United States Finance and Banking

In a hearing on "Regulation and Economic Growth" held by the Senate Committee on Banking, Housing, and Urban Affairs, bank regulators testified on the current banking environment and outlined principles, recommendations, and objectives to promote future efficiency.

Board of Governors of the Federal Reserve System ("FRB") Governor Jerome Powell focused on regulatory developments including (i) capital requirements for banks, including common equity tier 1 capital requirements and an additional surcharge for global systematically important banks, (ii) mandatory stress testing for large banks, (iii) the liquid coverage ratio requirement, and (iv) resolvability planning obligations. He testified that the FRB will explore the measures aimed at reducing regulatory burdens including a reassessment of Volcker Rule requirements that do not directly relate to its main policy goals, and an examination of the leverage ratio to ensure that it is properly calibrated to prevent market distortions. Mr. Powell also stated that the FRB is not in favor of reducing risk-based capital requirements, as recommended by a recent Treasury report.
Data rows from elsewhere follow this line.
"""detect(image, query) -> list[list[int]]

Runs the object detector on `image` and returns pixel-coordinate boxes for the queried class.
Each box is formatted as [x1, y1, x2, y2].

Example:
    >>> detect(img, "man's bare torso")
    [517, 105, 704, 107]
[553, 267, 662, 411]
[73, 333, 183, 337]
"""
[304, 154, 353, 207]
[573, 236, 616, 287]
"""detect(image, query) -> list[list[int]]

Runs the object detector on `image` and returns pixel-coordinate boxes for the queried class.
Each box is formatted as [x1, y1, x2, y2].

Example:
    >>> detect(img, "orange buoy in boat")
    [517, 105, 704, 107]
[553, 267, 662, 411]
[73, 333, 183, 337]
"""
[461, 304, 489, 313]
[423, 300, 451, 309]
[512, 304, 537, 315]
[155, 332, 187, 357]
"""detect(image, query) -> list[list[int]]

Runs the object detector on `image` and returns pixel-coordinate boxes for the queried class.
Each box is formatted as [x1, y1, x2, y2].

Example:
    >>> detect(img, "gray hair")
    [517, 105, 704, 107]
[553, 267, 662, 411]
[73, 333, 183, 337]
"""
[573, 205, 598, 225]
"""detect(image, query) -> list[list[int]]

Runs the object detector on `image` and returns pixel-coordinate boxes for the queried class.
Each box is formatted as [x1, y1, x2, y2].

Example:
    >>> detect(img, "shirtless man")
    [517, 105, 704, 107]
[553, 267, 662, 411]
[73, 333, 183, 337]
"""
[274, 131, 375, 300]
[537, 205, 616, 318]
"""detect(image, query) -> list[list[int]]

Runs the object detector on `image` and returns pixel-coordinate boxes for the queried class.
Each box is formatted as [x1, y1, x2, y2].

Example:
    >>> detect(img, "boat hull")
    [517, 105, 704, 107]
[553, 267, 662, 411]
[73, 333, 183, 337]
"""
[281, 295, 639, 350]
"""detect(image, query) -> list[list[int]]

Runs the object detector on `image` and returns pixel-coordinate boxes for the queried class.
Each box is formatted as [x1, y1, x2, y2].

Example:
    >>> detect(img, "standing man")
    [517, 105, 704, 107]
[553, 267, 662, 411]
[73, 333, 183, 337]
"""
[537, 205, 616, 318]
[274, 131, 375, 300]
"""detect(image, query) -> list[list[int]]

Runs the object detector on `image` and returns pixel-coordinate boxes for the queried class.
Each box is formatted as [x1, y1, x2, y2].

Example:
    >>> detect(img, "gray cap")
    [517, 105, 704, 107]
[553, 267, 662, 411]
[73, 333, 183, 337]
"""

Acting Comptroller of the Currency Keith A. Noreika also advocated for a fresh look at the Volcker Rule, and argued that a better approach may be to entirely exempt community banks from the rule's requirements. Additionally, he expressed support for considering "off-ramp" provisions for institutions that clearly do not present risks that the Volcker Rule was implemented to mitigate. Mr. Noreika echoed Treasury suggestions for raising stress test thresholds, and asserted a commitment to streamlining reporting requirements for smaller banks.

FDIC Chair Martin Gruenberg explained that a recent review (conducted pursuant to the Economic Growth and Regulatory Paperwork Reduction Act of 1996) has resulted in several interagency actions aimed at reducing reporting requirements, simplifying certain capital rules, and moving towards a more individualized approach to bank examinations. Mr. Gruenberg argued against Treasury report recommendations to (i) remove the FDIC from the living wills process, and (ii) remove central bank deposits, Treasury securities, and initial margin on derivatives from the denominator of the supplementary leverage ratio and enhanced supplementary leverage ratio.